We note that in American Society of Composers, Etc. v. Superior Court, 24 Cal. Rptr. 772, 207 Cal. App. 2d 675 (1962), the California court refused to grant a writ of prohibition and upheld the refusal of summary judgment on a claim of exhaustion of administrative remedies by appellee where there was a genuine issue of fact as to whether the remedies had or had not been exhausted. For some unknown reason that case, involving analogous facts and a similar legal issue, was not cited to us by either party in the briefs or at oral argument.

We note that the language of 6B provides that the member may petition the Board of Review. There is authority for the proposition that where property rights are involved, and that would seem to be *475the case here, that, absent an express agreement to exhaust the remedies provided within the association, resort to the courts may be had without first pursuing remedies within the association. 6 AM. JUR.2d, Associations and Clubs § 29 (1963). Nissen v. International Brotherhood of Teamsters, 229 Iowa 1028, 495 N.W. 858, 141 A.L.R. 598 (1941).
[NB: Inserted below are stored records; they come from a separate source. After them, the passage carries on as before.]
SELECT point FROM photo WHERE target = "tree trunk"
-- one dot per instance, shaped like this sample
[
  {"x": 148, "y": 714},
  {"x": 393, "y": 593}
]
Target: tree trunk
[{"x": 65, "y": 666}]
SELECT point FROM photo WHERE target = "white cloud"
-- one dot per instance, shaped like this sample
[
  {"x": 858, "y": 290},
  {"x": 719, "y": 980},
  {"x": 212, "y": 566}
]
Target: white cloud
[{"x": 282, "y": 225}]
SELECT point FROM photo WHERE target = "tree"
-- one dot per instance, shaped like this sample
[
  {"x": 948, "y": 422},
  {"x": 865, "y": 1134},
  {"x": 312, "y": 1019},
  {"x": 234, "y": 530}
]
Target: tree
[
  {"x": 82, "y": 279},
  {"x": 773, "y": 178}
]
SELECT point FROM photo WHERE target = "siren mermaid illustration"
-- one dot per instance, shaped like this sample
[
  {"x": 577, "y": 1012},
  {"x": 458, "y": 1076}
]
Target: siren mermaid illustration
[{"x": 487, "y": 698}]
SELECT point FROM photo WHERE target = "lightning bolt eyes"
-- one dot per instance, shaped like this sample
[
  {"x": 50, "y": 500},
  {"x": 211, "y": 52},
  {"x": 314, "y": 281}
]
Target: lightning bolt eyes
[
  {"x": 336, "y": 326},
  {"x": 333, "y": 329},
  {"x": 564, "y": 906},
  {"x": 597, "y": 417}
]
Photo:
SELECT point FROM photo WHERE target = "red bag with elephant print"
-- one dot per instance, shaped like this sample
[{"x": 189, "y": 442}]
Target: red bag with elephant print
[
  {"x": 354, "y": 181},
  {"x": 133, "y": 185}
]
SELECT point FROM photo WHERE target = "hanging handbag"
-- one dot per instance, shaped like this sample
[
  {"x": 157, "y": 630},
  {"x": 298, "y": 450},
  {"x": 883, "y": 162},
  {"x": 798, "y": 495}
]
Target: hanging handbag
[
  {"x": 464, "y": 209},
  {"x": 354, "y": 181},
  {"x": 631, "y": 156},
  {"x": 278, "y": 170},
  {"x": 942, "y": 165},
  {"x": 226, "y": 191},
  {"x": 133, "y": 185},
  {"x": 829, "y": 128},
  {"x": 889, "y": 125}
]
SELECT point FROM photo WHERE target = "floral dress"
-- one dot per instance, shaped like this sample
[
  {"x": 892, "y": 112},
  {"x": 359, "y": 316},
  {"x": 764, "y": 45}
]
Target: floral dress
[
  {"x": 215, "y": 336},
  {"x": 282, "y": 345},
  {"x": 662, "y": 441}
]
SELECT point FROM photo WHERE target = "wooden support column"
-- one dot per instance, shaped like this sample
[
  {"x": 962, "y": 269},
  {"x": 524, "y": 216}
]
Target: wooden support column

In Winslow v. State, 2 Haw. App. 50, 625 P.2d 1046 (1981), we held that there was a failure to exhaust administrative remedies which barred resort to the courts against the State where the labor contract provided a series of steps to be followed in processing a grievance and the appellant followed three of five and then abandoned the grievance procedure. However, in that case, the agreement provided with respect to the first step “The grievance shall be presented to the Superintendent.. .” (Underscoring supplied.) We are aware of cases construing “may” to mean “shall” and vice versa, based upon the context in which the words are used and the surrounding circumstances. We do not see that there is enough in the record in this case to permit a judgment on that matter at this point.

Appellee’s counsel in the court below and on oral argument here took the position that “the entire royalty collection and distribution system is under the jurisdiction of the Southern District of New York.” (Tr. June 27, 1979 hearing, p. 4, lines 3-5.) One of the complaints articulated at oral argument by appellants’ counsel was that the method of measuring compensation depended upon surveys as to the number of times musical compositions were played on radio and television stations but that the ASCAP system of survey eliminated those local radio stations which specialized in Hawaiian music, thus, in effect, discriminating against Hawaiian composers and unfairly reducing appellants’ compensation.

Appellee’s counsel’s position seems to be that because the method of survey was determined by an independent organization which was subject to the orders of the United States District Court in New York and not to ASCAP’s requests, that what appellant had to do was to convince ASCAP that there was a discrimination and then ASCAP would have to apply to the court for a change. On remand, we would suggest that the court below require the parties to provide it with enlightenment on this subject and give careful consideration to whether appellants’ claim in this regard is true and if so, whether *476there is any power on the part of appellee to do anything to correct the situation and if not, whether the Hawaiian courts have any power to deal with such a situation.

Joseph A. Ryan (Ryan Ryan of counsel) for appellants. John R. Lacy (Goodsill Anderson £s? Quinn of counsel) for appellee.

There being genuine issues of material fact, summary judgment was improperly granted. The judgment below is reversed and the case is remanded for further proceedings.